WASHINGTON-With consumers continuing their caution about opening their wallets, August U.S. retail sales moved 0.2 percent ahead of July and 4.7 percent ahead of August of last year, to $426.6 billion.
The channels that sell home furnishings presented results that tended toward the negative. General merchandise stores posted declines of 0.2 percent from July and 0.3 percent from last August.
Department stores (excluding leased departments) saw sales increase 0.6 percent over July but drop 5.3 percent versus August 2012. Furniture and home furnishings stores made gains of 0.9 percent month over month and 4.9 percent year over year.
The slowdown in job growth was partly to blame for the tepid overall results, according to followers of this indicator. Jack Kleinhenz, chief economist for the National Retail Federation, termed retail sales and employment “disappointing over the last few months … The data suggest that consumers remain cautious with their pocketbooks and purchases.”
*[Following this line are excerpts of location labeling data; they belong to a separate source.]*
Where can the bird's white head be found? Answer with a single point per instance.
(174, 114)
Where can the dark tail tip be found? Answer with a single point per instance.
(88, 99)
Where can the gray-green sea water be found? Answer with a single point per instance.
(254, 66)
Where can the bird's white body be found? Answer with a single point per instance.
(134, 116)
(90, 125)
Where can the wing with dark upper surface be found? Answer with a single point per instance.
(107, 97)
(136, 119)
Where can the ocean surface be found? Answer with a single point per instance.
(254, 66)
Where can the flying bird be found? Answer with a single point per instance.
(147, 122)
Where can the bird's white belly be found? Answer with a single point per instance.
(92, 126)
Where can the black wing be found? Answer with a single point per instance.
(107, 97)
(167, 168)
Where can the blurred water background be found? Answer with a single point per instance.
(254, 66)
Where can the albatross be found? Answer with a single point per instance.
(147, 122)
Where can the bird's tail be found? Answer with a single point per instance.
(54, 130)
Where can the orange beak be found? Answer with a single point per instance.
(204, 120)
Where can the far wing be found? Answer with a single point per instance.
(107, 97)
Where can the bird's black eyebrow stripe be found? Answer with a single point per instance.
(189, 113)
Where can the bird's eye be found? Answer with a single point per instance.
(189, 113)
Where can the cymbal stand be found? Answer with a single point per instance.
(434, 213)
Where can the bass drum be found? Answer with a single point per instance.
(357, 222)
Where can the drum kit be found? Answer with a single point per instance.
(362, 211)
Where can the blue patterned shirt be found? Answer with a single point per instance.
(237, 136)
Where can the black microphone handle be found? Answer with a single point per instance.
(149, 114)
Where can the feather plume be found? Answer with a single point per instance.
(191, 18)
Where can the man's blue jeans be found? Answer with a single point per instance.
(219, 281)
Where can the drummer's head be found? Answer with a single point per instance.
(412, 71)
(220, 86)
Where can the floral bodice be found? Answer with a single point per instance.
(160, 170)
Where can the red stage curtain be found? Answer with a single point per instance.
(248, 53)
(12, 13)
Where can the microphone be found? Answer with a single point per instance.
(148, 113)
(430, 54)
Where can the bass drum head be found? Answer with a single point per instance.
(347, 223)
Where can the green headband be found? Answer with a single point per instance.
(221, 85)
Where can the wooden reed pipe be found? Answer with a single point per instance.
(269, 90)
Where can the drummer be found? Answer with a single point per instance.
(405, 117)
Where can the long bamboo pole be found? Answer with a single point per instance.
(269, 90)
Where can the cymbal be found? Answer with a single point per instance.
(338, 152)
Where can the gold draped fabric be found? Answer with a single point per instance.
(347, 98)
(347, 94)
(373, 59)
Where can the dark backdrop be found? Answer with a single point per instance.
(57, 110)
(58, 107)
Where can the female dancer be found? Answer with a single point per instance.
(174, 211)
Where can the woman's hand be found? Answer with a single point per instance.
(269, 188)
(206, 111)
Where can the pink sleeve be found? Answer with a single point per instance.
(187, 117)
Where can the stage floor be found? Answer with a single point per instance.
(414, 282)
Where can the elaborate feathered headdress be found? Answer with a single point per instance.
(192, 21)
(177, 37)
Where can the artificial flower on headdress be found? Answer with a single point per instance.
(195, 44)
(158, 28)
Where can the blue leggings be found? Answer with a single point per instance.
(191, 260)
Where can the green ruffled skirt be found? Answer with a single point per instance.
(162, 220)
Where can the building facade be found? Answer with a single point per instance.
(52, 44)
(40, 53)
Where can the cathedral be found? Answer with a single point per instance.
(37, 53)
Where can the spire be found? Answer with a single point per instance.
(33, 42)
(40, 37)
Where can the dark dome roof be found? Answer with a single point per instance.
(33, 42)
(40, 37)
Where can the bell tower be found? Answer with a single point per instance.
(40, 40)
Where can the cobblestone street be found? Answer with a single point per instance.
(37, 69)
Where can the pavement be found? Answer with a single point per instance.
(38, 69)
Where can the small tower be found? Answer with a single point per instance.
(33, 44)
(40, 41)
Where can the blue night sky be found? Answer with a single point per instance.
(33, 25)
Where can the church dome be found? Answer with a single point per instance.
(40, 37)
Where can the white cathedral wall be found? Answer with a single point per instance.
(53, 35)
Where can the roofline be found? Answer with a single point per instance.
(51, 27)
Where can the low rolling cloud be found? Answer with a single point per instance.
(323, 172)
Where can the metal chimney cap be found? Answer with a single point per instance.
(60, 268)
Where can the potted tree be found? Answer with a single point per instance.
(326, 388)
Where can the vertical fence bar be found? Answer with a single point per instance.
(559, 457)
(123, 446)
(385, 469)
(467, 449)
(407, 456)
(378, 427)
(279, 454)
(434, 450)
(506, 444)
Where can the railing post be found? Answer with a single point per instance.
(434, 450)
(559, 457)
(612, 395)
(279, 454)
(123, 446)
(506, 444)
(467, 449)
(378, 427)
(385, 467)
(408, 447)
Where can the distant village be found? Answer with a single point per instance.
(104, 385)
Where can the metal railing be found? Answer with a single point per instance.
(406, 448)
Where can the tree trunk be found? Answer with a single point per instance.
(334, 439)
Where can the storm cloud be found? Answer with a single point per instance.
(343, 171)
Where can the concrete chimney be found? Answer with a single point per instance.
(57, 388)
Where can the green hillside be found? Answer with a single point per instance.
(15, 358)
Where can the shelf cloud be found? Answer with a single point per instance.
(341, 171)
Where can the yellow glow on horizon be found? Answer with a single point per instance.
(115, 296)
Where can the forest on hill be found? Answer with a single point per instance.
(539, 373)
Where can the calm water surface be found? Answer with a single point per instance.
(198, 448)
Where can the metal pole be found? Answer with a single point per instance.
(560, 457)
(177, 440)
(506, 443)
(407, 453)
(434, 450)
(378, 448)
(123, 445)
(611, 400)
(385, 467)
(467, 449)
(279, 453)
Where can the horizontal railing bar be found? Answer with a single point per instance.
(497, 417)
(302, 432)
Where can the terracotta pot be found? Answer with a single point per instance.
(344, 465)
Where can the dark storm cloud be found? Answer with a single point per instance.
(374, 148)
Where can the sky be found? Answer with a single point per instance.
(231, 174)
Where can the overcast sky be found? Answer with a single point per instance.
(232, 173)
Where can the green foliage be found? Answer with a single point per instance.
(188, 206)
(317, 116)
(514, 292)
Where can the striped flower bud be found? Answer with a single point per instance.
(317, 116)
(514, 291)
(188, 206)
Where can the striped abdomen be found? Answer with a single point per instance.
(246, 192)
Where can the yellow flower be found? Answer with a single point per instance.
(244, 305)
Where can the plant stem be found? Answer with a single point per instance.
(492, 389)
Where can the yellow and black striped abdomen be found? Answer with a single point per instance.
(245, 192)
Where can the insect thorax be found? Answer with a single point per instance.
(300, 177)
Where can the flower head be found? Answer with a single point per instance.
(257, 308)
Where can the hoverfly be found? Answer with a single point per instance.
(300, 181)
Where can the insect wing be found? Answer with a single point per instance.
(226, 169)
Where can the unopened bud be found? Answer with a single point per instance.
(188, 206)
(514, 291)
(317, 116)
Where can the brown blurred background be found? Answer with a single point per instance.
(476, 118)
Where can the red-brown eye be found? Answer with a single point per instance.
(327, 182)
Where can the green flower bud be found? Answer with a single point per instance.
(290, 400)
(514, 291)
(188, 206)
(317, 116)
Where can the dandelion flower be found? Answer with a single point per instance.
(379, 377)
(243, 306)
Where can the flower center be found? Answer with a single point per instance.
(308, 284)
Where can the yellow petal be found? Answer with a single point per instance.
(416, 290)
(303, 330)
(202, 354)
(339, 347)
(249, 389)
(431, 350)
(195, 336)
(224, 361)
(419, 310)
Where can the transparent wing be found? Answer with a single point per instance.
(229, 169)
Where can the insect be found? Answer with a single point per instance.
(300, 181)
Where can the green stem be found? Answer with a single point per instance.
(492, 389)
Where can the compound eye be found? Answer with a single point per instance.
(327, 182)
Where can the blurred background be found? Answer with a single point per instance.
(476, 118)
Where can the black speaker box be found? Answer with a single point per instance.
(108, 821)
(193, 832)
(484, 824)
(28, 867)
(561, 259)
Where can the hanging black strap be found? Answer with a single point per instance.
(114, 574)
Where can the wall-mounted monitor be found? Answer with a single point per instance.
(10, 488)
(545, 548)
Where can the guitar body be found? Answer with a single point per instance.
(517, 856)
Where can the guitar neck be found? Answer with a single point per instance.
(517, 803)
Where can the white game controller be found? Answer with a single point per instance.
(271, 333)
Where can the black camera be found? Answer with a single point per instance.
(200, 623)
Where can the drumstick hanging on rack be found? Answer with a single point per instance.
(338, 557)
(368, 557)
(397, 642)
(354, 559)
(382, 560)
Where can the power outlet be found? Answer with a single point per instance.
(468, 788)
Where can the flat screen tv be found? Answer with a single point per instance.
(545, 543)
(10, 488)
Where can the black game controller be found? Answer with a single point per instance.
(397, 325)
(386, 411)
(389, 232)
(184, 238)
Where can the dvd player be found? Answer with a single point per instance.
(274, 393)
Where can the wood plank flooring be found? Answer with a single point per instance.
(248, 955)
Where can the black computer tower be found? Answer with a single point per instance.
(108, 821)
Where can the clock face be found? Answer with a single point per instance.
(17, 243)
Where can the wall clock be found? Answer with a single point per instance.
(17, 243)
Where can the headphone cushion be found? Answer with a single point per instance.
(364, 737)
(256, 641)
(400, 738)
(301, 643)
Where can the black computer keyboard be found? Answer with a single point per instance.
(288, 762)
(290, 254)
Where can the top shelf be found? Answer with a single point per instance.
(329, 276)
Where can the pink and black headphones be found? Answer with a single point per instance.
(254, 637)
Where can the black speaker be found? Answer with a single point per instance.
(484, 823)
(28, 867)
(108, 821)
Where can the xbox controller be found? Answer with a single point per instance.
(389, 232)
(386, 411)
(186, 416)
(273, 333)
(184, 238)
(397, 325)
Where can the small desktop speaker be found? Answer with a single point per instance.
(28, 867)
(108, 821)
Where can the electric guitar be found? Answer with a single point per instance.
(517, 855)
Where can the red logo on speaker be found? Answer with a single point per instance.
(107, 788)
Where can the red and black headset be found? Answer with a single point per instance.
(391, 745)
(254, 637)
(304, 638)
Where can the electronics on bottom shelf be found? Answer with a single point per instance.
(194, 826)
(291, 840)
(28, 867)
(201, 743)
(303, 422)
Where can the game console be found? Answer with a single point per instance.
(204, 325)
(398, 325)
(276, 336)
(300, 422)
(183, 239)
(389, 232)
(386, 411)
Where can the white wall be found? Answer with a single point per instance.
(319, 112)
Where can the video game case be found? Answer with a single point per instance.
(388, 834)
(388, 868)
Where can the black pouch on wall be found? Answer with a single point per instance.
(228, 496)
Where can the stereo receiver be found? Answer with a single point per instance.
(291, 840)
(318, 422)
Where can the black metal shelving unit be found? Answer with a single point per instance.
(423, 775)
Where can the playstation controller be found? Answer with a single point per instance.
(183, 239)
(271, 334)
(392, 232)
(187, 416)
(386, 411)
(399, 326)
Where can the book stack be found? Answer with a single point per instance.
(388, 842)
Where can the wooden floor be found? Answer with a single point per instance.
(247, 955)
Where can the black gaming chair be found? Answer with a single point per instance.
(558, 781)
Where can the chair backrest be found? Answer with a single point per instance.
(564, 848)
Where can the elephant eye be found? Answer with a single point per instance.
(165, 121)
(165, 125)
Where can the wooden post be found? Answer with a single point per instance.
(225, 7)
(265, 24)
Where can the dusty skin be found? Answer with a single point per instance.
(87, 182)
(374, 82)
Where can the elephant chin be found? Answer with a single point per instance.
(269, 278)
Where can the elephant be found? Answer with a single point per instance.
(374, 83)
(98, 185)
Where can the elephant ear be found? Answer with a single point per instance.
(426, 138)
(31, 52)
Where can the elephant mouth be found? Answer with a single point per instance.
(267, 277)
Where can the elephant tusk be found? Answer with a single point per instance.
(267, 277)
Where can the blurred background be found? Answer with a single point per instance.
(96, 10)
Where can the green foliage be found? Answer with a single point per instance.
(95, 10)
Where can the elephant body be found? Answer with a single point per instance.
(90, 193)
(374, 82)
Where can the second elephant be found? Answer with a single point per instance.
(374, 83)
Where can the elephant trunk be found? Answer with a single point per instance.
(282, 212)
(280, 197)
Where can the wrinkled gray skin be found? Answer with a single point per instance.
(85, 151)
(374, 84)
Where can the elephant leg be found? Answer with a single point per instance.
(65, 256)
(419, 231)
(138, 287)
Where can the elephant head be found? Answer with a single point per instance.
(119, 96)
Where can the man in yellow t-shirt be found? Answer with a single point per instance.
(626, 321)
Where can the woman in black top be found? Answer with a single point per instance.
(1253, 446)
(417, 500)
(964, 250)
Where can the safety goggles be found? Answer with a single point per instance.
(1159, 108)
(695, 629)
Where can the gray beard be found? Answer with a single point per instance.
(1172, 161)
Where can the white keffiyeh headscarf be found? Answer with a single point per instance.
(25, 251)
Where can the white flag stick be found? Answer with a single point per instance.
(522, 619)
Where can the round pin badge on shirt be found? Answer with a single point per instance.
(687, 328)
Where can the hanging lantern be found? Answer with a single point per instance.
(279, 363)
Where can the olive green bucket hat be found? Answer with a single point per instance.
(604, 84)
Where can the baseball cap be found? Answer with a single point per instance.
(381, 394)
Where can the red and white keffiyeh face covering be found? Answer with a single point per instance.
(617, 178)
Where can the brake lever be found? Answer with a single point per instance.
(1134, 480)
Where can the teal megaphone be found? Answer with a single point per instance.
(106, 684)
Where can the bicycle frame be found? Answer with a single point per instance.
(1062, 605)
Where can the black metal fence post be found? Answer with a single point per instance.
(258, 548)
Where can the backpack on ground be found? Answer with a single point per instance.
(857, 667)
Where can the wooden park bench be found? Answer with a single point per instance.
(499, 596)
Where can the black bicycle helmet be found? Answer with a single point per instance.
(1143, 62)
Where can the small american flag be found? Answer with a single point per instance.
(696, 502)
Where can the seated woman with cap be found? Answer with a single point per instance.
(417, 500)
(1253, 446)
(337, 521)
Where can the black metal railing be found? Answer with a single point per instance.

Kathy Bostjancic, director of macroeconomic analysis for The Conference Board, said consumers would likely put spending plans on hold until they see evidence of better and more consistent increases in jobs and incomes—a bad sign for retailers as the holiday shopping season approaches, she added. “Outside of car replacement, there is no sign that spending is picking up any momentum, especially if it entails borrowing,” Bostjancic said.